Category: Digital portfolio
18 Digital Tool Musts in the Classroom — a Video
18 Digital Tool Musts in the Classroom
This video is from a series I taught for school districts. It is now available for free, here on Ask a Tech Teacher:
Summary
18 essential digital tools for classrooms, emphasizing their impact on modern education.
Highlights
- ✏️ Annotation Tools: Essential for digital note-taking.
- 👤 Avatars: Promote digital citizenship and privacy.
- 💬 Backchannel Devices: Enhance classroom communication.
- 🗓️ Class Calendars: Keep students organized and informed.
- 🌐 Class Websites: Centralize classroom resources and communication.
- 📚 Digital Portfolios: Collect and showcase student work.
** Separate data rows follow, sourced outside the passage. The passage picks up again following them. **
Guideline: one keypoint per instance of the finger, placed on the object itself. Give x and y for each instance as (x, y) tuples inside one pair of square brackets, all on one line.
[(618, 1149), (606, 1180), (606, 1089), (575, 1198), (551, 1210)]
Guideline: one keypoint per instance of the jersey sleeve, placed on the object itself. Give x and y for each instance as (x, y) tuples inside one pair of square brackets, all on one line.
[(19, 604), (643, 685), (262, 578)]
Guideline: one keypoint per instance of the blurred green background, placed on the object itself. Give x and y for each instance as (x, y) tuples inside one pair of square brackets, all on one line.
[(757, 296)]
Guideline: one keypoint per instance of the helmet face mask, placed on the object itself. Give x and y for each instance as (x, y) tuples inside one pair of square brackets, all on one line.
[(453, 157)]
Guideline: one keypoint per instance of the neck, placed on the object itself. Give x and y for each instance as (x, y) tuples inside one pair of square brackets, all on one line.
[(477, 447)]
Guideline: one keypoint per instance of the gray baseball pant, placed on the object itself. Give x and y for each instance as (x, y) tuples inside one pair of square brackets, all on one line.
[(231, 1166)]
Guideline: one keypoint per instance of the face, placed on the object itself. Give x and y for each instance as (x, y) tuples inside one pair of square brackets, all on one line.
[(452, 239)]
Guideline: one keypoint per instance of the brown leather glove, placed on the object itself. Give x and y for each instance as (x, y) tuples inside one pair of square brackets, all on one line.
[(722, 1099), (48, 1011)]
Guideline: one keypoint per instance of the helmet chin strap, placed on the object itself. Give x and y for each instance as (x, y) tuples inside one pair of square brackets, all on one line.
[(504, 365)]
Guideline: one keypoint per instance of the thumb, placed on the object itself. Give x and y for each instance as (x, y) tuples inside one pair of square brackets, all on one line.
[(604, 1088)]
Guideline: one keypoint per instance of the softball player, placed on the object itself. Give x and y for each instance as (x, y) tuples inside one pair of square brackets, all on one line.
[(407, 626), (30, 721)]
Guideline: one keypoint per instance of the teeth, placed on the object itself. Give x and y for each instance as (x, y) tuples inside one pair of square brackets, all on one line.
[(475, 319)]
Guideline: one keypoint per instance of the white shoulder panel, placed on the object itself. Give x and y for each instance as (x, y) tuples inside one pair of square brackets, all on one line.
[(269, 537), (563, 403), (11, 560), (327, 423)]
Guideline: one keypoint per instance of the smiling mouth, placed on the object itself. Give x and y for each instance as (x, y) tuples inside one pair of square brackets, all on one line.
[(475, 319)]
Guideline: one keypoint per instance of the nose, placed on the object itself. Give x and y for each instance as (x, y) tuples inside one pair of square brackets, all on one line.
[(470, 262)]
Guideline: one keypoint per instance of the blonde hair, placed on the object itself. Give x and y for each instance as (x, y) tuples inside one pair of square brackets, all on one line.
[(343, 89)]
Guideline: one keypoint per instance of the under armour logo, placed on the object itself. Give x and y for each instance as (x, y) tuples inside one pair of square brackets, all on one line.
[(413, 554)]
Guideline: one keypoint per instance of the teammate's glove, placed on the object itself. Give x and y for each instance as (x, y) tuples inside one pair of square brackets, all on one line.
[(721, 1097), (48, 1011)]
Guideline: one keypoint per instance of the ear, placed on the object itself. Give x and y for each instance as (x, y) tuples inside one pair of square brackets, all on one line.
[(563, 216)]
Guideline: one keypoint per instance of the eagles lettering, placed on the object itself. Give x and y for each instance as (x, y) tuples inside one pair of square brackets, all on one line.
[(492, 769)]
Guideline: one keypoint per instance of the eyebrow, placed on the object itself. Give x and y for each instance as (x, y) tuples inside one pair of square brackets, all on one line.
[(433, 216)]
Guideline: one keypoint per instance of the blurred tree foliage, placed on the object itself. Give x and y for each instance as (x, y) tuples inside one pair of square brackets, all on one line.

- 📊 Online Quizzes: Provide fun and quick assessments.
Key Insights
- 📝 Annotation tools like Notability and Adobe Acrobat empower students to engage with digital texts actively, fostering comprehension and retention.
- 🎨 Using avatars instead of personal images encourages student privacy and encourages creativity in digital representation, reinforcing digital citizenship principles.
- 🌍 Backchannel communication tools like Padlet and Twitter create a collaborative classroom environment where students can ask questions and share ideas in real time.
- 📅 Integrating class calendars keeps students accountable and involved in managing their schedules, enhancing organizational skills from an early age.
- 🖥️ Class websites serve as a hub for resources, helping parents and students stay connected and informed about class activities and expectations.
- 📂 Digital portfolios allow students to curate their work, promoting self-reflection and ownership of their learning journey while simplifying the grading process for teachers.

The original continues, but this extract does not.